When you create a new solution using the “Diagnostics and Code Fix” template, 3 projects will be created:

  1. The portable class library which contains your analyzers and code fix providers,
  2. A unit test project
  3. A Vsix project to install them as an extension If you look at the 2nd project you will notice that it creates a few files for you from the get-go: classes like CodeFixVerifier, DiagnosticVerifier, DiagnosticResult, etc. These classes can be used to unit test your analyzers very easily: you pass in your test scenario as a string, specify the resulting diagnostic you expect, optionally provide a transformed code snippet in case of a code fix and that’s it: you’re done.

I was very pleased by what Microsoft provided but it left me with one annoying problem: that testing code will always stay the same unless I change it myself. Often this is an okay scenario but since Roslyn is under active development and the API can still change (and it does), this prevents me from upgrading. When you look at the version of the Roslyn binaries that are provided with that project template, you will notice that they are from Beta-1. At the time of writing, Roslyn has gone past that to Beta-2, RC1 and eventually RC2. Before I realized this, I took to the Roslyn issue tracker with a few issues that apparently couldn’t be reproduced. It was then that I realized that I might have an outdated installation.

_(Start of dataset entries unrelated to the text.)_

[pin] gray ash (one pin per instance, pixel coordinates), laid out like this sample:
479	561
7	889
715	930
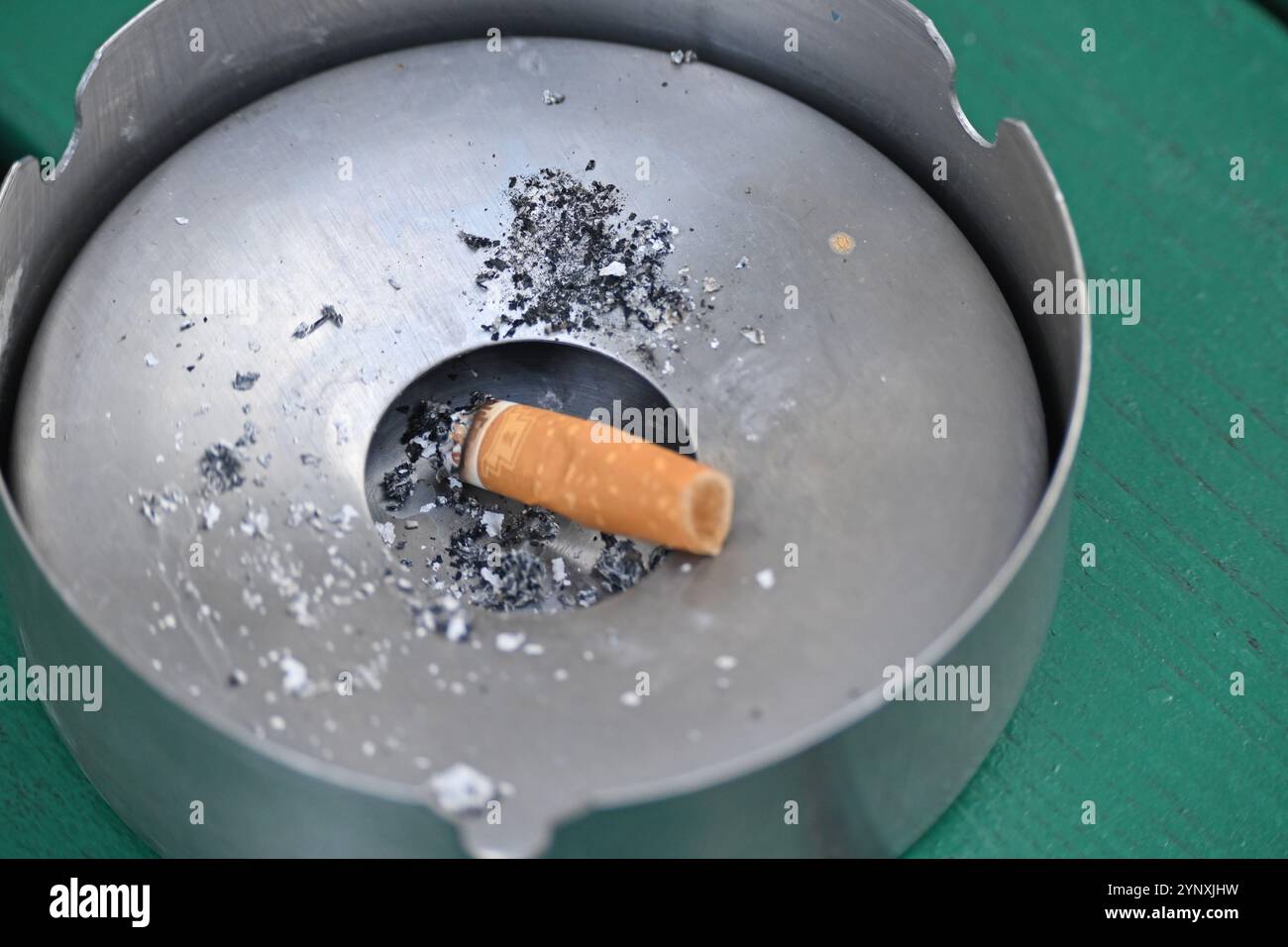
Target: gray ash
571	258
245	380
619	565
398	484
222	468
447	617
515	579
476	243
329	315
539	525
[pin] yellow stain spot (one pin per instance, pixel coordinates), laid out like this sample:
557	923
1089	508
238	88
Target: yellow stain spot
841	243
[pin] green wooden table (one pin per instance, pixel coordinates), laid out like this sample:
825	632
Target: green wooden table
1131	703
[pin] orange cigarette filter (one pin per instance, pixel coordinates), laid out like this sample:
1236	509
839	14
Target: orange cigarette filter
599	475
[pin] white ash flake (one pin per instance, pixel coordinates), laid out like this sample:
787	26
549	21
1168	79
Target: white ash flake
295	676
209	515
510	641
462	789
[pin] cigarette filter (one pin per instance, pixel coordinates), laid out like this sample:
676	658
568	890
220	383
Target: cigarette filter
597	474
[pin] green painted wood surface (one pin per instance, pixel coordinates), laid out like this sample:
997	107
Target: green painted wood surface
1129	705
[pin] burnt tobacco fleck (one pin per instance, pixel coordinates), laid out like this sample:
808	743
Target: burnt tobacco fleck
222	468
571	258
329	315
619	565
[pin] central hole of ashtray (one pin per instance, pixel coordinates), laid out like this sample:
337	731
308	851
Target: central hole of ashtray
485	549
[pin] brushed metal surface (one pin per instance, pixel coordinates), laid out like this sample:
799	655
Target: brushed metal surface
922	754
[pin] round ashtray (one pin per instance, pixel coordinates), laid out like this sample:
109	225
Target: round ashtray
250	282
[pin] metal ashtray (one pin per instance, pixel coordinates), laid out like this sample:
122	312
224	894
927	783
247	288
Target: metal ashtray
861	355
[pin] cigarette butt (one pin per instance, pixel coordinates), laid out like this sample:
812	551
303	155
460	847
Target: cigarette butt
599	475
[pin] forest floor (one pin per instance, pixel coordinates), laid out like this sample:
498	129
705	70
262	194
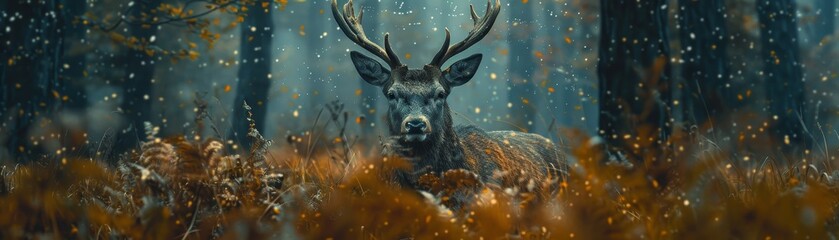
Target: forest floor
328	188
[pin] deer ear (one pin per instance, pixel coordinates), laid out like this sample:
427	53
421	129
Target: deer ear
370	70
462	71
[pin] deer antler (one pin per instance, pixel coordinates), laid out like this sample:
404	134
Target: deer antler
351	26
479	31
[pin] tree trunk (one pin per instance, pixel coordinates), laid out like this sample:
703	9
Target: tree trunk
634	73
314	29
522	94
370	94
254	69
705	69
826	26
783	72
138	80
29	72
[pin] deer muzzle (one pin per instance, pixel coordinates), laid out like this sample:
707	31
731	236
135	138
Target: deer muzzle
415	128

When I upgraded from Beta-1 to RC2 (in intermediate stages) I noticed that some breaking changes were introduced: methods being renamed, types being removed, accessibility restricted, etc. This left me the choice between either diving in that code or sticking to an outdated API (with bugs). The choice wasn’t very hard and I managed to get everything working with the RC2 API. However because of the outdated project template I don’t want to have to manually update those files every time (and I wouldn’t want to force you to do it too either)!

Therefore I present to you: RoslynTester!

This small NuGet package is exactly what you think it is: those few classes cleaned up and put inside a NuGet package. Now I (and you) can simply remove the auto-generated test files and instead simply reference this package to get all the testing capabilities. I will try to keep this up-to-date with the most recent Roslyn NuGet package so none of this should be a problem anymore. If I come across scenarios where I can expand on it, I will do that too of course. In case you are interested in contributing something, feel free to take a look at the Github page!

Sidenote: if the NuGet package doesn’t show up in your NuGet browser, go to your settings and enable the NuGet v2 package feed. I’m still figuring out NuGet and for some reason it only shows up there.